A recently proposed alternative to the fixed criteria sets in DSM methodology categorizes symptoms along a continuum from “normal” to “disturbed” obviating classification of symptoms into discrete disorders that often lack construct validity (Shanfield 2004). The continuum model is consistent with findings from studies showing that specific genes regulate activity in brain circuits associated with specific psychiatric symptoms—not disorders—and that the neurobiological or genetic basis of a particular cognitive or affective symptom does not vary across different DSM disorders in which the same symptom is present (Stahl 2003a and b).
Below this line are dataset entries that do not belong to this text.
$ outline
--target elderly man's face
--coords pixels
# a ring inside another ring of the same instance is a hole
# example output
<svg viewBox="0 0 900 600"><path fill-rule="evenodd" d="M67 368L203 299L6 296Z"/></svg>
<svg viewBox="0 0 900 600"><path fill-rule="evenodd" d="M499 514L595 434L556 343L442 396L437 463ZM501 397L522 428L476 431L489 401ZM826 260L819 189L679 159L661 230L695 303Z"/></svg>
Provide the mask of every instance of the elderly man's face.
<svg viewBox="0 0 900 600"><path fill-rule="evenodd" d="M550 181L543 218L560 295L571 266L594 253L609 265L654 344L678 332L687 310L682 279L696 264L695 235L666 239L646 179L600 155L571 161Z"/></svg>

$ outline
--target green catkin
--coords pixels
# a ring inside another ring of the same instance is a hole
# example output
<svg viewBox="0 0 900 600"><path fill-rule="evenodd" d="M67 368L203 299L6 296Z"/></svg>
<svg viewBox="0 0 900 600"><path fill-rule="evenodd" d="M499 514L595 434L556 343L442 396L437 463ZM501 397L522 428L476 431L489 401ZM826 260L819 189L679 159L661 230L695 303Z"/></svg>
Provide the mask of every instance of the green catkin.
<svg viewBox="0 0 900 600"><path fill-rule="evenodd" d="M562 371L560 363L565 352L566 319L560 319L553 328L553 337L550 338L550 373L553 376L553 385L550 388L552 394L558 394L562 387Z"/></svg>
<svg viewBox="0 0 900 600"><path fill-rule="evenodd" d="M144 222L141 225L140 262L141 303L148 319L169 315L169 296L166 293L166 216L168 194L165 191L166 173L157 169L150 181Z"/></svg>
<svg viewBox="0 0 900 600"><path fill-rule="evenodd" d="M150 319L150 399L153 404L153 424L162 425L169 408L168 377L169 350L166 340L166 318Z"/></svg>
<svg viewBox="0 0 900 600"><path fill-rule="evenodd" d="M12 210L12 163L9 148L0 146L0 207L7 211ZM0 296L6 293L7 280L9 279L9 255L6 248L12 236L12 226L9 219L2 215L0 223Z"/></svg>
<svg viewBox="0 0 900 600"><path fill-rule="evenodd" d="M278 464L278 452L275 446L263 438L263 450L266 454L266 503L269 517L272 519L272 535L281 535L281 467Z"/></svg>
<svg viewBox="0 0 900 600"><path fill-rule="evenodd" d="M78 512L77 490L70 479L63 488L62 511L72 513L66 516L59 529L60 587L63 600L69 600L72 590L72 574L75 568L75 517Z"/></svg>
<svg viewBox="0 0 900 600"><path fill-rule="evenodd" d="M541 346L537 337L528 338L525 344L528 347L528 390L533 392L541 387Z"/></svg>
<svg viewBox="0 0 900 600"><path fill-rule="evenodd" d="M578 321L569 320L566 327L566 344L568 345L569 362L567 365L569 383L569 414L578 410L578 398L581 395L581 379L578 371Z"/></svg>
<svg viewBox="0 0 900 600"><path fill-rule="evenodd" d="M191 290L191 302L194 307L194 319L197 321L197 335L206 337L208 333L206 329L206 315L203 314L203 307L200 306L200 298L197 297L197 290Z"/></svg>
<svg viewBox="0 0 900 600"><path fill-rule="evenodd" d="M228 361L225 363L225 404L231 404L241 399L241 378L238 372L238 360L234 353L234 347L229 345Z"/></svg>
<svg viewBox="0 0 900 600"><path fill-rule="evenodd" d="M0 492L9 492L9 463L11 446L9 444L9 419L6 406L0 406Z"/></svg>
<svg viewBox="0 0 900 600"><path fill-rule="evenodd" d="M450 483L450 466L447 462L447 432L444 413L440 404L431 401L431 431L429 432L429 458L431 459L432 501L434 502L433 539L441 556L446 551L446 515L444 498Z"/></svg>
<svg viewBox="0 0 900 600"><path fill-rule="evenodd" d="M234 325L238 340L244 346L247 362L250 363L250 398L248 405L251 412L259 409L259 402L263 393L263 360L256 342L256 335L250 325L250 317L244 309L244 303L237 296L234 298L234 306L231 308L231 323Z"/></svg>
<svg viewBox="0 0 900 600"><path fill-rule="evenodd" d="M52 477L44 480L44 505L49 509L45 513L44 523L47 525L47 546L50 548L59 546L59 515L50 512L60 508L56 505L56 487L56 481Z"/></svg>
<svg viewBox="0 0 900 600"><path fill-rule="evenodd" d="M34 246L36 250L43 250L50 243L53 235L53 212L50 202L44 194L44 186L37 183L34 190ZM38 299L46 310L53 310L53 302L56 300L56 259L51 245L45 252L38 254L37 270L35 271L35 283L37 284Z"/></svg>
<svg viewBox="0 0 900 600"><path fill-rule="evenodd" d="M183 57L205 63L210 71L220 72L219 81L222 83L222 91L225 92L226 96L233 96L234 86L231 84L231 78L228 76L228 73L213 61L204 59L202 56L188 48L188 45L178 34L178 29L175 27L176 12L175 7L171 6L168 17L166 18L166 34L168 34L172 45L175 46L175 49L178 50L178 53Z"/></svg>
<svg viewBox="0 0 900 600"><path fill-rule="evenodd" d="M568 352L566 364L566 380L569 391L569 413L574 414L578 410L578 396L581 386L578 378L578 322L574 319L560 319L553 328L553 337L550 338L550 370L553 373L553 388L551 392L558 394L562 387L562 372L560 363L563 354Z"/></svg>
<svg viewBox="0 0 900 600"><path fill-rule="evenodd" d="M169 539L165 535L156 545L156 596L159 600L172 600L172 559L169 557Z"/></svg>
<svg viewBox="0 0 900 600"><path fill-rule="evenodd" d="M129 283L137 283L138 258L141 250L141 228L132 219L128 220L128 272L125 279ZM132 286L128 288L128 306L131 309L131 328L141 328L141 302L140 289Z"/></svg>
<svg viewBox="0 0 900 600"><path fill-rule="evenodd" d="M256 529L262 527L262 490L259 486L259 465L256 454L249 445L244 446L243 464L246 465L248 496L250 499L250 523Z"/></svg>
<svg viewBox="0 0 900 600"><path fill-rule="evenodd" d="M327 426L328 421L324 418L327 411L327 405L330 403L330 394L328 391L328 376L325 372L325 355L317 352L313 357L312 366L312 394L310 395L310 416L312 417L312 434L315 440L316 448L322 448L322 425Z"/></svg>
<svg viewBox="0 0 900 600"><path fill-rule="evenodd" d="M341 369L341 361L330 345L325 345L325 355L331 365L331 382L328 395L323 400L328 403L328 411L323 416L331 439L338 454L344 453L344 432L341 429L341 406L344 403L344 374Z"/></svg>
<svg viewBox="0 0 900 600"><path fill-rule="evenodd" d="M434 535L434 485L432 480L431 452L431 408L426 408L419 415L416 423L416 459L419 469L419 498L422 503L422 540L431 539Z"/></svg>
The continuum model more adequately explains the complex nature and causes of mental illness, avoids inherent problems of construct validity in DSM descriptive classification of symptoms into ‘disorders,’ and is supported by research evidence showing that the same drug (and presumably the same neuropharmacological mechanism) is often an effective treatment of similar symptoms that occur in different “disorders.”